Defining Digital Transformation
While there is no strict definition, most sources seem to agree that digital transformation involves a fundamental redesign of existing models and processes to create an operation that’s new and different from what came before. It should make a marked change to overall performance.
In a business context, this means introducing new processes, products and/or value to customers, enabled by new or emerging digital tools and platforms. It requires a cultural shift that looks to technology first, replacing manual and people-based operations.
In examining what digital transformation is, it can also be useful to look at what it isn’t. Many CIOs and consultants continue to refer to system upgrades, cloud migrations or siloed departmental technology interventions as part of a digital transformation. However, these changes are incremental, so they don’t fit the definition. While digital transformation is a journey and not a destination, the changes involved must be of substance to be classed as transformational.
Digital Transformation — A Short History
The terminology of digital transformation may seem relatively new, but the concept itself isn’t. Computerization and automation have already changed the world. Firstly, organizations became increasingly reliant on computers for basic tasks like word processing and managing accounts with spreadsheets.
Then along came the internet, which completely revolutionized communication. Whereas telephony, postal systems, and fax machines had previously enabled communication, they’ve become obsolete in favor of email, VOIP, instant messaging and video conferencing.
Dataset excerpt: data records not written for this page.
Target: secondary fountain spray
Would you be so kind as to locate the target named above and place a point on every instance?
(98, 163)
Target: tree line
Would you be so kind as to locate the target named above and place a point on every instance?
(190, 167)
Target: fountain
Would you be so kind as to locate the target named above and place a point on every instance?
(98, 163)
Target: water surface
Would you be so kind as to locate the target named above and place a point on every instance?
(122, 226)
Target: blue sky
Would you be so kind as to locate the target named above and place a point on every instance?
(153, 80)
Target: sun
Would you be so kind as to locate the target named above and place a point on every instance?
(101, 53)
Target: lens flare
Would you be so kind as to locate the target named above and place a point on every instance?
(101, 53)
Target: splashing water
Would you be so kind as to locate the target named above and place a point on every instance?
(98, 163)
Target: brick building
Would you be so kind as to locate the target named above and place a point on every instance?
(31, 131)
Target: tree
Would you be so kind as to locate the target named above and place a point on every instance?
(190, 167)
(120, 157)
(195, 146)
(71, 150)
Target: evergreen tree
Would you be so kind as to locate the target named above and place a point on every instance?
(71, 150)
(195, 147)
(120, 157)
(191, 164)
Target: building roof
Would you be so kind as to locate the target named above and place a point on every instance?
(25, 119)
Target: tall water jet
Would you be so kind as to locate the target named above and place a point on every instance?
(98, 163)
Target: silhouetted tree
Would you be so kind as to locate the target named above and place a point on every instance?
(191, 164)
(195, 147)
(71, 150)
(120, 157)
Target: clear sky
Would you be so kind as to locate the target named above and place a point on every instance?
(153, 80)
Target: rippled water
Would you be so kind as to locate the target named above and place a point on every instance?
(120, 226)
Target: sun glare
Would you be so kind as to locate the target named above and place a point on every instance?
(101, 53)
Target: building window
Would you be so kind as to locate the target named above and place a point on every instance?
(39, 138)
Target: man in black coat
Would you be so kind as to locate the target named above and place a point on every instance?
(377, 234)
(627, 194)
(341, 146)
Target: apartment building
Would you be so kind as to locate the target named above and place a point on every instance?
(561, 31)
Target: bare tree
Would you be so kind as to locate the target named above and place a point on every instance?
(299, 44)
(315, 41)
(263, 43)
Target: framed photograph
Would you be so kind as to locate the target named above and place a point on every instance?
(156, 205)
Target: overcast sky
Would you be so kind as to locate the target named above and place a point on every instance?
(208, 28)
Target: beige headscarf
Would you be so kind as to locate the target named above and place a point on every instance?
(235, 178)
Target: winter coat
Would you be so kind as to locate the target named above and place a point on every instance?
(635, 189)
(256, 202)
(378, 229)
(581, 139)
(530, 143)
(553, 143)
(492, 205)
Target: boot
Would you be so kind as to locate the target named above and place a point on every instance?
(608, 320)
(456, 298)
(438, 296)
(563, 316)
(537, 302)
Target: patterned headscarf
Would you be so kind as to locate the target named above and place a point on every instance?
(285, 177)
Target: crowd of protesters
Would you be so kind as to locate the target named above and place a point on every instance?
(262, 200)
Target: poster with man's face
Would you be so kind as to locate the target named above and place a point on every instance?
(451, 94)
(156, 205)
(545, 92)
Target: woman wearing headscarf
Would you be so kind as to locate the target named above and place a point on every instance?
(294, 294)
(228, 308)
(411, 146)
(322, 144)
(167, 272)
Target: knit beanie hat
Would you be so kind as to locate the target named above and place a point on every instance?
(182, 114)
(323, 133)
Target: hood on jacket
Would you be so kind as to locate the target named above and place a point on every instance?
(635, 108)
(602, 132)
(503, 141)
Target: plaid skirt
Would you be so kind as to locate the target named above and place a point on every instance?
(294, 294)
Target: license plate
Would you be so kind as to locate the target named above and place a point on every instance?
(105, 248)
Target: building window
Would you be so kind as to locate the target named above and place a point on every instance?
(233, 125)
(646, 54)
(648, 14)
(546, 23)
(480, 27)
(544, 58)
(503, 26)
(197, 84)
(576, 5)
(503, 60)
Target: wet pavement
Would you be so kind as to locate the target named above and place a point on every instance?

Most of us carry smartphones, which can run apps for everything.
Companies that previously had IT teams dedicated to maintaining servers and other hardware infrastructure now put everything in the cloud. Marketing activities take place online and are heavily dependent on social media. Big data analytics provide unprecedented insights, offering a competitive edge. Chatbots powered by artificial intelligence are becoming more commonplace as the first line of customer support. Manufacturing is making increasing use of robotics. Governments can run elections using electronic voting systems. Some countries like Estonia or Singapore have mapped out their path to full digitization.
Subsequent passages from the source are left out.